What are the challenges Hengam faces?
Most of the machine learning applications face a variety of challenges when they come into real world applications; so does Hengam. Among these challenges, having clean data is a common basic problem, which usually leads to handling noise and missing values. Other challenges such as handling imbalanced data and considering the tradeoff between model and sample complexity are also important in our domain. In the following we will discuss these challenges.
1. Missing Values
Every app has the user diversity of normal users, new users (the ones that have just installed the app in the last week), and idle users (users that have opened the app for less than 10 times). For gathering data on the normal users there is usually no problems. However, the new users and the idle users don’t show any behavior within the app and their behavior-related data cannot be collected or is not enough to work with.
2. Imbalanced Classification
Hengam works based on the recognized pattern from the users’ data. However, the amount of churning users is really low compared to the whole number of users, meaning that this data is not enough to learn from and predict based on. This creates an imbalanced classification problem.

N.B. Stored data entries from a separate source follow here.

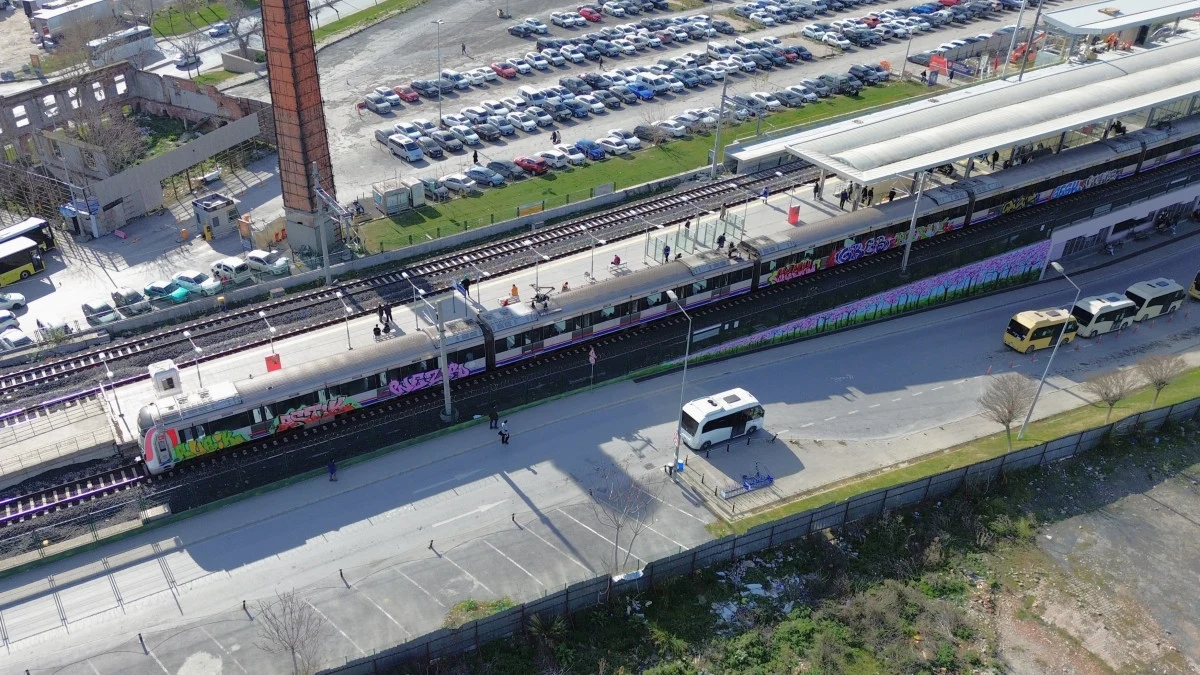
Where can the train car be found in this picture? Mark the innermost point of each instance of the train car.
(183, 426)
(522, 330)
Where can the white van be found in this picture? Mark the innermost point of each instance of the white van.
(231, 270)
(718, 51)
(1155, 298)
(719, 418)
(532, 95)
(405, 148)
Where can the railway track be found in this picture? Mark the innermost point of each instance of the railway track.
(27, 507)
(433, 275)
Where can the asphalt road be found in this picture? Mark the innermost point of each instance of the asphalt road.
(181, 586)
(355, 65)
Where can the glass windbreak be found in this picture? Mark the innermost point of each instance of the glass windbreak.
(689, 424)
(1017, 329)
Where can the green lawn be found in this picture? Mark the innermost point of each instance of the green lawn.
(559, 187)
(1185, 388)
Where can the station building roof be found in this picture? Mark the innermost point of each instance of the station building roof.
(1114, 16)
(995, 115)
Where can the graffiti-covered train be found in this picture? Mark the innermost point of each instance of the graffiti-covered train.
(180, 428)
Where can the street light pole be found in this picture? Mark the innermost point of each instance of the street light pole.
(270, 329)
(1053, 352)
(438, 23)
(683, 382)
(198, 352)
(348, 312)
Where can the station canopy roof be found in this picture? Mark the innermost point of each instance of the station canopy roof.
(996, 115)
(1114, 16)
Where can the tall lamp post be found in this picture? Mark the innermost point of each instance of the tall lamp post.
(687, 352)
(1053, 352)
(537, 264)
(270, 329)
(347, 317)
(438, 23)
(198, 352)
(583, 228)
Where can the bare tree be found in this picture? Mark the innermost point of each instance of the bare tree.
(1158, 370)
(1007, 399)
(245, 22)
(1111, 387)
(622, 503)
(289, 625)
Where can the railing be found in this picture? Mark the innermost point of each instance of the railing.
(587, 593)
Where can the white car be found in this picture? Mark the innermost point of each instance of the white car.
(463, 132)
(768, 100)
(519, 64)
(459, 183)
(673, 129)
(495, 107)
(522, 121)
(489, 75)
(612, 145)
(12, 300)
(573, 154)
(537, 60)
(535, 25)
(555, 159)
(592, 102)
(197, 282)
(834, 40)
(627, 137)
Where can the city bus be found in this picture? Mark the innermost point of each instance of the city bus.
(19, 258)
(1038, 329)
(120, 46)
(1102, 314)
(31, 228)
(719, 417)
(1155, 297)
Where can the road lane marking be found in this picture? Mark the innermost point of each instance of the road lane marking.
(475, 511)
(599, 535)
(515, 563)
(335, 627)
(445, 557)
(439, 483)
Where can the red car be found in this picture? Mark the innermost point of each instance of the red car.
(504, 70)
(407, 94)
(535, 166)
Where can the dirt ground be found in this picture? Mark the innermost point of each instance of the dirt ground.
(1111, 584)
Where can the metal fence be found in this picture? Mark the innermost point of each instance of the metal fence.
(591, 592)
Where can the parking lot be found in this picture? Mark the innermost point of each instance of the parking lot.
(353, 67)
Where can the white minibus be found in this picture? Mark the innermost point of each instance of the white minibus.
(1156, 297)
(719, 418)
(1102, 314)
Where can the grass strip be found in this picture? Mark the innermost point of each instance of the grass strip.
(556, 189)
(1091, 416)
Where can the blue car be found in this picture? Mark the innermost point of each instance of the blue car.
(641, 90)
(589, 148)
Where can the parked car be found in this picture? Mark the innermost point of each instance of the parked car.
(166, 291)
(460, 183)
(197, 282)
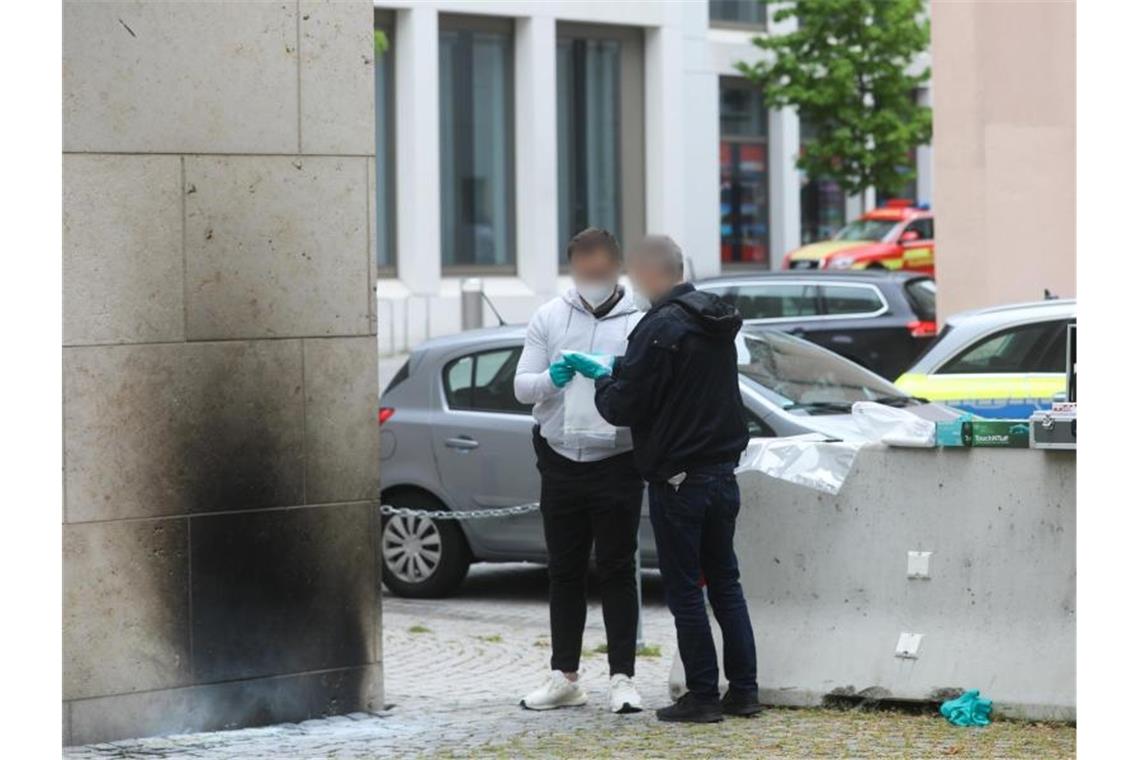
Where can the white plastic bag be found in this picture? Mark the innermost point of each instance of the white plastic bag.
(892, 425)
(581, 424)
(808, 459)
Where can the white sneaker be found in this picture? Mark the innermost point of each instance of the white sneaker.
(558, 692)
(624, 696)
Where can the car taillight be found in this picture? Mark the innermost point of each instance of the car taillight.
(922, 328)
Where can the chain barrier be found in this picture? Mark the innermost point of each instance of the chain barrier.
(469, 514)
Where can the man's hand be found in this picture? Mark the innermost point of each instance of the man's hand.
(561, 372)
(588, 366)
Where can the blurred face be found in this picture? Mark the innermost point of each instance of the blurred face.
(595, 274)
(650, 278)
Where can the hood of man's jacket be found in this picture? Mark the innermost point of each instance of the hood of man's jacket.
(715, 315)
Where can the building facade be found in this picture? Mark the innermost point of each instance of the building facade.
(1007, 152)
(503, 127)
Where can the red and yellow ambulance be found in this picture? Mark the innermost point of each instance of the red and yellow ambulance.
(898, 235)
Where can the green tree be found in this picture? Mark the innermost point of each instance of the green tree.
(845, 70)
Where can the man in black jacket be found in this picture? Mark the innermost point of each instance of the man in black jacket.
(676, 389)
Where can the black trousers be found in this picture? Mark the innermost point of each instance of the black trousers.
(587, 504)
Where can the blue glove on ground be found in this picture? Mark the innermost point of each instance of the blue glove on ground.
(970, 709)
(592, 366)
(561, 373)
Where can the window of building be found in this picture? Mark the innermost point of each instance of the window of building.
(822, 202)
(384, 59)
(600, 128)
(477, 139)
(852, 300)
(483, 382)
(748, 14)
(743, 174)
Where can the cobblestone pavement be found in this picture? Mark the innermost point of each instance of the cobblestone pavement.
(455, 670)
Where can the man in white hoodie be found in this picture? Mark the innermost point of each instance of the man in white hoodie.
(591, 492)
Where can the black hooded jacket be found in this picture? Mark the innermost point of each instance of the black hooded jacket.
(676, 387)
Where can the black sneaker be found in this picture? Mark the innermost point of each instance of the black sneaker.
(735, 703)
(691, 710)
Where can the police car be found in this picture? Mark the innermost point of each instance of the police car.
(1007, 361)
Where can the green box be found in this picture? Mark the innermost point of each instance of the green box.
(984, 433)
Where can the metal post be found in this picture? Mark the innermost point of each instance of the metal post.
(471, 303)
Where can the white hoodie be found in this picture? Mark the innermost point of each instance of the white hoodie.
(560, 324)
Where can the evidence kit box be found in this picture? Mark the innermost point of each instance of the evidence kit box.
(984, 433)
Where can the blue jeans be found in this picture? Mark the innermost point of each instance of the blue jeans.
(694, 526)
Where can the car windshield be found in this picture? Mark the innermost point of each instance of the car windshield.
(799, 376)
(865, 229)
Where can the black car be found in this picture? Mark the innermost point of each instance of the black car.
(879, 319)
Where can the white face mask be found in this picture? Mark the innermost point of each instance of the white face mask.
(595, 294)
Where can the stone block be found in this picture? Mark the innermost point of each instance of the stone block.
(276, 246)
(235, 704)
(342, 438)
(122, 250)
(125, 607)
(283, 590)
(336, 78)
(171, 428)
(180, 76)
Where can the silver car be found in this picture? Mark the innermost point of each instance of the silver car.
(454, 436)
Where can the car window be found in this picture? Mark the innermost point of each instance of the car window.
(1020, 349)
(923, 227)
(921, 293)
(851, 300)
(773, 301)
(483, 382)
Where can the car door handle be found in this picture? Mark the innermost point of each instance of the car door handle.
(463, 442)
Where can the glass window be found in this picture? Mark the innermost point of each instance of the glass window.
(483, 382)
(773, 301)
(800, 376)
(922, 293)
(477, 188)
(923, 227)
(385, 155)
(743, 174)
(1019, 349)
(822, 203)
(851, 300)
(751, 14)
(600, 131)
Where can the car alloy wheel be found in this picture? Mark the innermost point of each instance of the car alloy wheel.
(412, 547)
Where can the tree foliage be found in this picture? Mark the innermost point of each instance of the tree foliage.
(845, 70)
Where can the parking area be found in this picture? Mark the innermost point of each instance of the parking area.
(456, 668)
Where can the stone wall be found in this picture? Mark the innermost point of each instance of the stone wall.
(221, 458)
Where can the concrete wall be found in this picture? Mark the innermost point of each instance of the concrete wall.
(1004, 122)
(219, 366)
(827, 579)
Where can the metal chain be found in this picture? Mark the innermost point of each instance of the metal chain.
(470, 514)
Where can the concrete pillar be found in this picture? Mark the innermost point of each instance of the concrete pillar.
(417, 204)
(536, 157)
(220, 391)
(665, 131)
(783, 184)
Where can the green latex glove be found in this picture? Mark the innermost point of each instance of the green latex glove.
(589, 365)
(970, 709)
(561, 372)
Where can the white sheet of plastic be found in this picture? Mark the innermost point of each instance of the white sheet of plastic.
(811, 459)
(892, 425)
(581, 424)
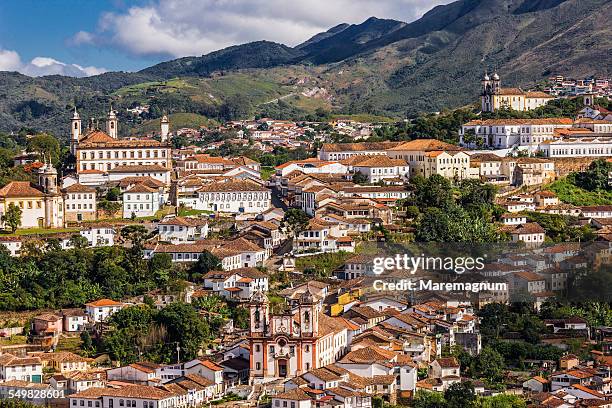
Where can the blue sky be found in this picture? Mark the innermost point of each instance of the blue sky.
(85, 37)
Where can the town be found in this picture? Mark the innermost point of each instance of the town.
(236, 265)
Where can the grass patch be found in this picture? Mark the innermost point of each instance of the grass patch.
(365, 117)
(572, 194)
(323, 264)
(13, 340)
(38, 231)
(72, 344)
(185, 212)
(177, 121)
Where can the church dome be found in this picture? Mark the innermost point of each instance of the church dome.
(259, 297)
(307, 298)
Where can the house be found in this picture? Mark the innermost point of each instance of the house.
(135, 395)
(99, 235)
(295, 398)
(546, 198)
(237, 284)
(378, 168)
(20, 368)
(513, 219)
(209, 370)
(41, 203)
(138, 373)
(311, 166)
(141, 201)
(536, 384)
(63, 361)
(568, 378)
(79, 203)
(231, 196)
(34, 393)
(341, 151)
(526, 282)
(445, 369)
(74, 320)
(531, 233)
(426, 157)
(182, 229)
(47, 323)
(99, 310)
(568, 362)
(323, 236)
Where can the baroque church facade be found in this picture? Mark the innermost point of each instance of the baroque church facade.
(103, 156)
(294, 341)
(493, 97)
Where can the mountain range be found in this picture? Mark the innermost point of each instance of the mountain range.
(381, 66)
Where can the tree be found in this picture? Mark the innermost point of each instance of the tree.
(160, 267)
(596, 177)
(489, 364)
(184, 327)
(502, 401)
(45, 145)
(206, 262)
(78, 241)
(454, 225)
(460, 395)
(427, 399)
(294, 221)
(434, 191)
(12, 217)
(359, 178)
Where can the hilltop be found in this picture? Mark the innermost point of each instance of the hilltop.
(381, 66)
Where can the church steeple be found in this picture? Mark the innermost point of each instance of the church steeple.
(75, 131)
(47, 177)
(111, 123)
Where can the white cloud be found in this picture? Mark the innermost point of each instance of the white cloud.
(193, 27)
(39, 66)
(82, 37)
(9, 60)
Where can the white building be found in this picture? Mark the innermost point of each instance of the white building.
(234, 197)
(596, 146)
(378, 168)
(79, 203)
(20, 368)
(507, 133)
(311, 166)
(426, 157)
(323, 236)
(182, 229)
(141, 201)
(98, 152)
(101, 309)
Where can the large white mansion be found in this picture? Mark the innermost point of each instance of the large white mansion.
(102, 156)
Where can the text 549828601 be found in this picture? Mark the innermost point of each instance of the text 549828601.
(30, 394)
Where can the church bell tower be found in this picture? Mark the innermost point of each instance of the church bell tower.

Classification is a predictive modeling problem that involves assigning a class label to each observation. An imbalanced classification problem is an example of a classification problem where the distribution of examples across the known classes is biased or skewed. Imbalanced classifications create a challenge for predictive modeling, as most of the machine learning algorithms used for classification were designed around the assumption of an equal ratio of examples for each one of the classes. This results in models that have poor predictive performance, specifically for the minority class. This is a problem because typically, the minority class is more important and therefore the problem is more sensitive to classification errors for the minority class than the majority class.
Two approaches can be taken towards this problem:
- Up-sampling the minority class
- Sub-sampling the majority class
Up-sampling is the process of randomly duplicating observations from the minority class in order to reinforce its signal. There are several heuristics for doing so, but the most common way is to simply resample with replacement.
Down-sampling involves randomly removing observations from the majority class to prevent its signal from dominating the learning algorithm. The most common heuristic for doing so is resampling without replacement. Hengam chooses to use sub-sampling, with the assumption that the number of active users is enough to create a balanced training data.
3. Lack of Data
For the apps that have been newly released or have a small user base, and the assumption we made that the number of active users is enough to create a balanced training data will fail. There is not enough information available to learn about the users of these apps. To solve this problem, Hengam uses its pre-trained models and tests it on the apps. Based on the information gathered from these tests, the model will be tuned to the characteristics of the app.
The pre-trained model aggregates the users of a handful of applications and builds a general churn prediction model. Then, it evaluates the model on a new application.
4. Privacy and Access Permissions:
Apps have different levels of access to users data, and moreover, users can set constraints for apps and don’t allow them to access personal data. This is also one the reasons that missing values are seen in the users’ data.